ArtsAutosBooksBusinessEducationEntertainmentFamilyFashionFoodGamesGenderHealthHolidaysHomeHubPagesPersonal FinancePetsPoliticsReligionSportsTechnologyTravel

The Magnificent Mojito: History and Recipe

Updated on May 30, 2007

Many people enjoy drinking fun cocktails during the warm weather. It's a time to relax, unwind, and enjoy the company of good friends and a great drink. One of my summer favorites is the mojito (pronounced mo-HEE-toe), which has become very popular over the last few years. It's easy to make and is quite refreshing, as well. You might say that it's a Cuban version of a mint julep.
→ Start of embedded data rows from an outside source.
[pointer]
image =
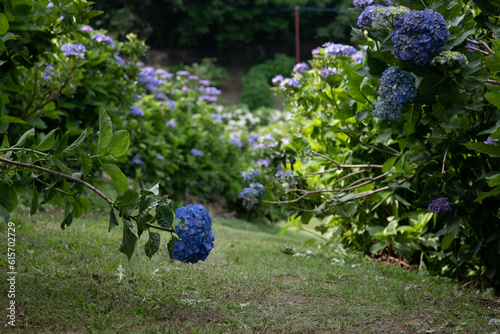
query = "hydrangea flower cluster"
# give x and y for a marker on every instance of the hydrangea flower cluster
(380, 15)
(419, 36)
(136, 111)
(325, 72)
(439, 205)
(283, 175)
(366, 3)
(250, 175)
(450, 59)
(396, 88)
(70, 49)
(195, 234)
(300, 67)
(101, 38)
(335, 50)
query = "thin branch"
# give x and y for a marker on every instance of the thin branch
(68, 177)
(444, 159)
(372, 147)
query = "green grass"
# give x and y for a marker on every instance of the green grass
(68, 282)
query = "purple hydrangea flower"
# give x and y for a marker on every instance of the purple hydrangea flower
(419, 36)
(325, 72)
(439, 205)
(365, 3)
(277, 79)
(70, 49)
(490, 141)
(300, 67)
(195, 234)
(137, 160)
(101, 38)
(250, 175)
(236, 142)
(197, 152)
(136, 111)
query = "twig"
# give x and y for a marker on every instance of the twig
(444, 159)
(372, 147)
(68, 177)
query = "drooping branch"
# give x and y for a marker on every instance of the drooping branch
(59, 174)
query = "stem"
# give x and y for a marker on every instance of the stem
(68, 177)
(372, 147)
(159, 227)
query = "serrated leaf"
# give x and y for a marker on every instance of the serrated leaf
(120, 182)
(24, 137)
(120, 143)
(129, 240)
(165, 216)
(47, 142)
(71, 148)
(4, 24)
(153, 244)
(105, 132)
(112, 220)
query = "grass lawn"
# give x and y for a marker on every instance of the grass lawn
(76, 281)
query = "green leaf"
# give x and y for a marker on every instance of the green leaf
(129, 239)
(67, 221)
(447, 240)
(47, 142)
(120, 182)
(484, 148)
(4, 24)
(170, 246)
(71, 148)
(34, 202)
(112, 220)
(105, 132)
(25, 136)
(127, 202)
(153, 244)
(120, 143)
(165, 216)
(493, 98)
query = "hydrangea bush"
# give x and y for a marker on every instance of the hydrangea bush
(61, 85)
(396, 152)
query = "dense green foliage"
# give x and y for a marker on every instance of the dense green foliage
(373, 178)
(223, 23)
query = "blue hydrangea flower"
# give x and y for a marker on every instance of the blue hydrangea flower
(70, 49)
(365, 3)
(137, 160)
(333, 49)
(450, 59)
(195, 234)
(490, 141)
(101, 38)
(398, 85)
(419, 36)
(283, 175)
(300, 67)
(136, 111)
(325, 72)
(439, 205)
(387, 109)
(250, 175)
(249, 196)
(197, 152)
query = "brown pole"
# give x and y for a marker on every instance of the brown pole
(297, 35)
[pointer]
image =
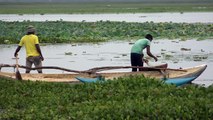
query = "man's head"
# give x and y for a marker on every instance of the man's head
(149, 37)
(30, 29)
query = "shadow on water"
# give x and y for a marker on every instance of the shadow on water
(83, 56)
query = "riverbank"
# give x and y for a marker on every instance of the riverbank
(69, 32)
(132, 97)
(104, 7)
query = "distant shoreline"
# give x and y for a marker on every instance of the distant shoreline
(103, 7)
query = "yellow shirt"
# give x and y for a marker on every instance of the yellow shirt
(29, 41)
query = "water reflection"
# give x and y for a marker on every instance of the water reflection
(188, 17)
(84, 56)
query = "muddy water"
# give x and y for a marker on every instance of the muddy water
(83, 56)
(188, 17)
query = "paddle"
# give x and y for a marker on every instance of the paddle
(18, 75)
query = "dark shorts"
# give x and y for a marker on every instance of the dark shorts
(36, 60)
(136, 60)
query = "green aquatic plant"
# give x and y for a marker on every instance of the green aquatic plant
(67, 32)
(133, 97)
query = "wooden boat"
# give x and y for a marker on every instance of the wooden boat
(171, 76)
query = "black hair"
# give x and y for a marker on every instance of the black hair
(149, 36)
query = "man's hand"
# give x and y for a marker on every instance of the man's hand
(145, 60)
(42, 58)
(15, 54)
(156, 59)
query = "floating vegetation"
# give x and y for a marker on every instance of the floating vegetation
(67, 32)
(133, 97)
(199, 57)
(68, 53)
(185, 49)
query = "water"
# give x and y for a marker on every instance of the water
(188, 17)
(83, 56)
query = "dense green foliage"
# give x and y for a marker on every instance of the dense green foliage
(110, 7)
(65, 32)
(126, 98)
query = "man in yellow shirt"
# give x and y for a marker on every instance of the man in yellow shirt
(33, 51)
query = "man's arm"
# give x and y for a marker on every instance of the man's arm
(39, 51)
(150, 54)
(17, 50)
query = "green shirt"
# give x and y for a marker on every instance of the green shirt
(140, 45)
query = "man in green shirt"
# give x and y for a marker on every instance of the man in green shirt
(33, 51)
(137, 51)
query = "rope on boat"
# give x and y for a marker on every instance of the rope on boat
(92, 70)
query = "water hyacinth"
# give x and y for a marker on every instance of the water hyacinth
(66, 32)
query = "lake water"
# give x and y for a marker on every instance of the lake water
(83, 56)
(188, 17)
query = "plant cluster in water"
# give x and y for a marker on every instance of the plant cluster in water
(133, 97)
(65, 32)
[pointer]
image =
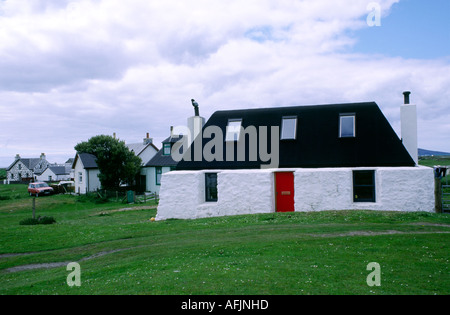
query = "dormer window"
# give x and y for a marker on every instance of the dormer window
(166, 149)
(289, 128)
(347, 123)
(233, 130)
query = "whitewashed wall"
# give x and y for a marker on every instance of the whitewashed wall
(397, 189)
(182, 194)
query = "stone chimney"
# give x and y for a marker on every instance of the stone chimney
(408, 115)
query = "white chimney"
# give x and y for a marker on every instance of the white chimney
(148, 140)
(195, 123)
(408, 115)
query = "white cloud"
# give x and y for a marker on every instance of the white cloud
(74, 69)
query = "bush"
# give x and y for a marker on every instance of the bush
(29, 221)
(40, 220)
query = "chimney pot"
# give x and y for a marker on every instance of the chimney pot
(406, 96)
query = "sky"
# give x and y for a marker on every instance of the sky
(70, 70)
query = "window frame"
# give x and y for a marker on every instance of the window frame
(167, 146)
(209, 197)
(357, 186)
(282, 133)
(228, 132)
(347, 115)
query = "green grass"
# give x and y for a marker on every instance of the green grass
(123, 252)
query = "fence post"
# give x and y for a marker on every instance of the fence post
(438, 194)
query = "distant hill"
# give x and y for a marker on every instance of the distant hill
(423, 152)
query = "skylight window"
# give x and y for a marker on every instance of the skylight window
(233, 130)
(347, 126)
(289, 128)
The drink also has an interesting and varied history.

Supposedly, the drink's name, "mojito," comes from the African word "mojo," which mean "to place a spell." But Africa does not get to claim the mojito as its own drink - that right belongs to Cuba where many claim it was crafted by slaves working in sugar cane fields in the late 1800s. Others say that in fact Sir Francis Drake takes honors for creating the mojito as far back as the 1500s. Legend has it that English pirate Sir Richard Drake prepared the first version of the drink using aguardiente (a primitive version of rum). He mixed it with some sugar, lime and mint, and there he had an early version of today's popular drink. According to the story the drink was originally called "El Draque" (or "The Dragon" after Drake's boss Sir Francis). The mojito made its way to Cuba when these pirates landed there on treasure hunting expeditions through the Caribbean and Latin America. It was originally consumed for medicinal purposes. Once rum replaced the aguardiente, the mojito was born.

Which of these tales is true? I am not sure. But a great cocktail deserves a great story! And speaking of stories, one of America's most prominent storyteller's, Ernest Hemingway, is known to have been a big fan of the mojito and drank them at La Bodeguita del Medio in Havana as well as in Key West, Florida.

So how does one mix up this potant potable? After trying several different mojito recipes, as well as pre-made mixes, I have devised this one which I use at home:


2 oz. light rum

1-2 oz. lime juice (depending on your taste)

2 tsp. superfine sugar (you can also use confectioner's sugar)

2-3 mint leaves

club soda or seltzer water

lime slice and mint sprigs for garnish

Lightly muddle (that is, gently smash up) the mint and sugar with a splash of soda water in a mixing glass until the sugar is dissolved and you can smell the mint. Pour the lime juice into the glass, add the rum and pour into an ice-filled cocktail shaker. Give it a few shakes and then strain into a collins glass. Top with soda water or seltzer water, garnish with a lime slice and a mint sprig. Serve.

But don't let a recipe limit you - experiment a little and try to make your own favorite version. I know someone who prefers to use spiced rum instead of light rum. I've seen mojito gift sets that come with a bottle of dark rum. Many recipes also call for simple syrup (which is made by heating 1 part sugar with 1 part water until dissolved). I've also heard of people adding a dash of Angostura bitters to cut down on the sweetness of the cocktail. However you chose to make it, be sure to enjoy responsibly!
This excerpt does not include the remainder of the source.